群馬、東京、九州、北海道、台湾、ロシア。

世界の進行順が、そのまま侵食の段階と重なっている。

それぞれの場所にある隔離装置が、人類の絶望を吸い上げて耐えている。


「悠真」

ぴーちゃんが縁側から入ってきて、悠真の膝の上に頭を乗せた。


「疲れたか?」

悠真がその小さな頭を撫でる。


「ううん」

ぴーちゃんは目を閉じた。

「世界が、がんばってるから。

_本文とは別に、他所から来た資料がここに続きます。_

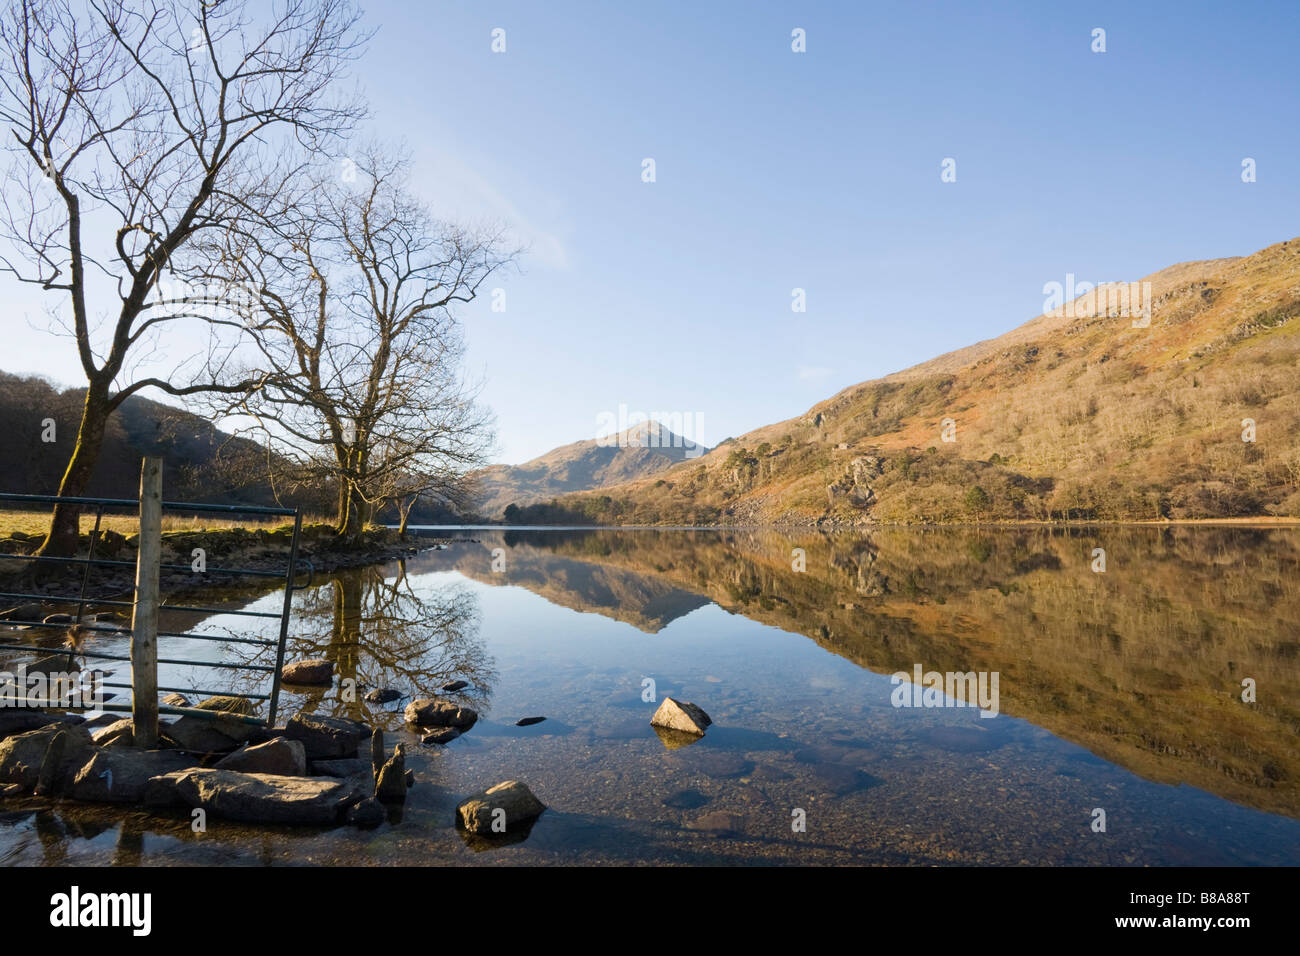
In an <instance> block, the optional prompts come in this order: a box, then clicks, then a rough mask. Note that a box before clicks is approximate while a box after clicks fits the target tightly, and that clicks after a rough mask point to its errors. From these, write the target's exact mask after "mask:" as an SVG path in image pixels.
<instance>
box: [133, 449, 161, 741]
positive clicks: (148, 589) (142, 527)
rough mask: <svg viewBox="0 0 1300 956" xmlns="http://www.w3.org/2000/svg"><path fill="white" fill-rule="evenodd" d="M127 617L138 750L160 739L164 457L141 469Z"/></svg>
mask: <svg viewBox="0 0 1300 956" xmlns="http://www.w3.org/2000/svg"><path fill="white" fill-rule="evenodd" d="M139 545H140V546H139V551H138V557H136V559H135V606H134V609H133V613H131V735H133V737H134V740H135V745H136V747H143V748H152V747H156V745H157V740H159V644H157V639H159V562H160V561H161V559H162V459H161V458H146V459H144V463H143V464H142V466H140V538H139Z"/></svg>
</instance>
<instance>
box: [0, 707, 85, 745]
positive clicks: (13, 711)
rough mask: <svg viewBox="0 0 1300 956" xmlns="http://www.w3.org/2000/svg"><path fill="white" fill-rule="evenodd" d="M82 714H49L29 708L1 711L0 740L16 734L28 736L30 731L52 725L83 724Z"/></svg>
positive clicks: (12, 735)
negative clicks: (60, 723)
mask: <svg viewBox="0 0 1300 956" xmlns="http://www.w3.org/2000/svg"><path fill="white" fill-rule="evenodd" d="M85 719H86V718H85V717H82V715H81V714H48V713H45V711H43V710H31V709H27V708H16V709H12V710H10V709H4V710H0V739H3V737H12V736H13V735H14V734H26V732H27V731H30V730H40V728H42V727H48V726H49V724H52V723H66V724H75V723H83V722H85Z"/></svg>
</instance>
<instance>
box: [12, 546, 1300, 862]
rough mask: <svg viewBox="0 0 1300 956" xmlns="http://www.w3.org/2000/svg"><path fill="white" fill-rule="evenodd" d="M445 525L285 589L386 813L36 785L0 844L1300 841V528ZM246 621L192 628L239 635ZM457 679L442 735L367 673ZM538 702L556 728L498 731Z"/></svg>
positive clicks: (186, 648) (857, 845)
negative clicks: (383, 775) (506, 531)
mask: <svg viewBox="0 0 1300 956" xmlns="http://www.w3.org/2000/svg"><path fill="white" fill-rule="evenodd" d="M452 533H454V535H455V533H456V532H452ZM459 537H460V540H456V541H452V544H451V545H450V546H448V548H446V549H445V550H434V551H422V553H420V554H417V555H415V557H412V558H411V559H408V561H406V562H402V563H391V564H386V566H382V567H374V568H365V570H360V571H347V572H341V574H338V575H334V576H330V578H329V579H326V580H320V581H317V583H316V587H313V588H311V589H309V591H305V592H303V593H300V594H299V596H298V598H296V605H295V614H294V620H292V635H294V636H292V648H291V653H290V659H294V658H298V657H317V656H320V657H329V658H330V659H333V661H335V665H337V669H335V670H337V675H338V679H337V680H335V685H334V687H333V688H330V689H328V691H324V692H321V693H318V695H313V696H304V695H286V696H285V697H283V698H282V711H283V713H285V714H286V715H287V714H291V713H294V711H296V710H299V709H309V710H315V711H320V713H329V714H338V715H347V717H355V718H360V719H365V721H368V722H370V723H372V724H377V726H381V727H383V728H385V731H386V732H387V739H389V745H390V748H391V745H393V743H394V741H395V740H406V741H407V750H408V763H407V766H409V767H413V769H415V773H416V777H417V780H419V782H417V784H416V786H415V787H413V788H412V790H411V791H409V796H408V801H407V804H406V806H404V808H403V810H402V812H400V813H399V814H394V816H393V817H391V818H390V822H389V823H386V825H383V826H381V827H380V829H378V830H373V831H359V830H354V829H351V827H346V826H341V827H337V829H331V830H325V831H322V830H299V829H272V827H268V829H253V827H246V826H235V825H229V823H225V822H221V821H216V819H212V821H209V827H208V832H207V834H201V835H196V834H192V832H191V831H190V827H188V819H187V818H182V817H175V818H173V819H166V818H164V819H160V818H157V817H151V816H146V814H144V813H143V812H135V810H122V809H114V808H98V806H85V805H72V804H68V803H61V804H55V805H51V804H44V803H40V801H35V800H34V799H31V800H25V801H8V803H4V804H0V862H5V864H10V865H12V864H64V862H66V864H313V865H328V864H333V862H338V864H399V865H400V864H439V862H456V864H748V862H763V864H767V862H776V864H891V865H898V864H917V865H932V864H1010V865H1015V864H1035V865H1043V864H1114V865H1164V864H1174V865H1180V864H1204V865H1221V864H1227V865H1255V864H1295V862H1297V861H1300V821H1297V817H1300V747H1297V737H1300V735H1297V728H1300V654H1297V648H1300V643H1297V635H1296V628H1297V622H1300V574H1297V570H1300V533H1297V532H1296V531H1288V529H1251V528H1235V527H1234V528H1209V527H1179V528H1092V529H1070V531H1062V529H1053V531H1048V529H1041V531H974V529H924V531H919V529H887V531H879V532H874V533H871V535H854V536H819V535H802V536H798V535H797V536H787V535H780V533H775V532H733V531H727V532H723V531H545V532H543V531H532V532H530V531H507V532H503V531H464V532H459ZM1099 548H1101V549H1104V550H1105V571H1104V572H1101V571H1099V570H1095V568H1096V567H1097V557H1096V554H1095V549H1099ZM209 597H211V596H209ZM227 597H229V598H230V600H231V602H233V605H237V606H244V607H250V609H263V607H265V609H270V610H274V609H276V606H277V602H278V600H279V598H278V597H277V596H274V594H263V596H261V597H256V596H251V594H246V593H242V592H231V593H230V594H229V596H227ZM250 620H253V619H250V618H237V617H233V615H221V617H214V618H209V619H207V620H204V622H201V623H199V624H198V626H196V630H205V631H209V632H213V633H224V632H229V633H231V635H248V633H250V631H248V627H250V624H248V622H250ZM183 623H185V624H186V626H187V627H190V626H194V622H183ZM164 626H165V627H166V626H168V622H166V620H164ZM101 644H103V645H104V646H105V648H110V646H113V639H108V640H104V641H101ZM194 644H198V643H194ZM164 649H165V650H166V652H168V656H174V657H186V656H187V654H194V656H195V657H204V658H207V657H211V656H212V653H213V648H212V645H201V646H195V648H188V646H185V645H183V643H181V641H174V643H173V644H172V645H165V646H164ZM248 650H250V646H248V645H234V644H231V645H226V650H225V653H226V654H227V656H230V657H238V656H240V654H246V653H247V652H248ZM917 667H919V669H920V670H922V672H926V671H937V672H941V674H944V672H958V674H965V672H975V674H976V675H982V674H983V675H984V676H985V678H991V675H992V674H995V672H996V675H997V700H996V708H997V715H995V717H982V715H980V710H979V709H978V708H974V706H944V705H945V704H953V702H954V701H953V698H952V697H945V696H943V695H933V693H932V695H930V697H931V702H937V704H940V705H941V706H896V704H898V702H907V704H911V702H923V701H922V700H915V701H914V700H913V695H911V688H910V685H904V684H898V683H894V682H892V679H891V675H892V674H894V672H897V671H904V672H906V674H909V675H911V674H913V672H914V670H915V669H917ZM191 670H194V669H186V667H164V669H161V674H160V683H162V684H169V683H177V684H181V683H185V684H191V683H194V682H195V680H204V682H207V685H211V682H212V680H213V678H212V676H211V671H205V672H201V674H200V672H198V671H195V672H188V671H191ZM456 678H460V679H465V680H469V682H471V687H469V688H467V689H465V691H464V692H463V693H460V695H450V697H451V698H454V700H459V701H460V702H463V704H467V705H469V706H472V708H474V709H476V710H478V713H480V717H481V719H480V721H478V723H477V724H476V726H474V727H473V728H472V730H471V731H469V732H468V734H465V735H464V736H461V737H460V739H458V740H455V741H452V743H451V744H448V745H446V747H435V745H429V747H422V745H421V744H420V743H419V735H416V734H413V732H411V731H408V730H407V728H404V727H403V721H402V708H403V705H404V704H406V700H403V701H398V702H395V704H391V705H387V706H383V708H380V706H372V705H368V704H365V701H364V698H363V695H364V692H365V691H367V689H369V688H372V687H393V688H396V689H399V691H402V692H403V693H407V695H412V696H430V695H432V692H433V691H434V689H435V688H438V687H439V685H441V684H443V683H445V682H447V680H451V679H456ZM347 682H355V687H356V693H355V695H352V693H347V692H346V691H344V689H343V688H350V687H352V684H350V683H347ZM900 688H901V689H900ZM985 688H987V689H988V688H989V685H988V684H985ZM239 689H256V688H253V687H252V685H242V687H240V688H239ZM1252 691H1253V700H1251V697H1252V693H1251V692H1252ZM1243 693H1245V696H1247V700H1243ZM664 696H673V697H677V698H681V700H686V701H693V702H694V704H697V705H699V706H701V708H703V709H705V710H706V711H707V713H708V714H710V715H711V718H712V721H714V724H712V726H711V727H710V728H708V732H707V734H706V735H705V736H703V737H702V739H699V740H697V741H695V743H688V744H684V743H682V740H681V739H677V737H666V739H660V735H659V734H656V731H655V730H654V728H653V727H651V726H650V715H651V714H653V713H654V710H655V708H656V706H658V704H659V701H662V700H663V697H664ZM985 702H988V701H987V698H985ZM534 715H537V717H545V718H546V721H545V722H542V723H538V724H534V726H529V727H516V726H515V721H516V719H519V718H523V717H534ZM507 779H517V780H523V782H525V783H526V784H528V786H529V787H530V788H532V790H533V791H534V792H536V793H537V796H538V797H539V799H541V800H542V801H543V803H546V804H547V805H549V808H550V809H549V810H547V812H546V813H545V814H543V816H542V817H541V818H539V819H538V821H537V822H536V825H534V826H533V827H532V829H530V830H529V831H528V832H520V834H511V835H508V836H506V838H495V839H494V840H485V839H481V838H469V836H467V835H464V834H461V832H460V831H458V830H456V829H455V826H454V817H455V806H456V804H458V803H460V800H463V799H464V797H465V796H468V795H471V793H473V792H476V791H480V790H482V788H485V787H489V786H491V784H494V783H498V782H500V780H507ZM1099 810H1101V812H1104V821H1105V830H1104V831H1101V830H1100V829H1099V827H1100V821H1101V819H1102V817H1101V814H1099ZM801 823H802V826H801Z"/></svg>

ぴーちゃんも、がんばる」


言葉にできない静かな圧迫感が、この古い家の中にも満ちていた。

大演説もなければ、英雄としての祭り上げられることもない。

ただ、次の降下に向けて、自分の内側にある人間としての輪郭を保ち続けること。


「明日、また降りる」

悠真が呟いた。


「うん」

ぴーちゃんが短く答える。


壁の古い時計が、カチ、カチと規則的な音を刻んでいた。

世界は救われない。だが、この古い家の中で流れる時間は、確かにまだ彼らのものだった。

日常を維持するための静かな決意が、地図の上に重く落ちていた。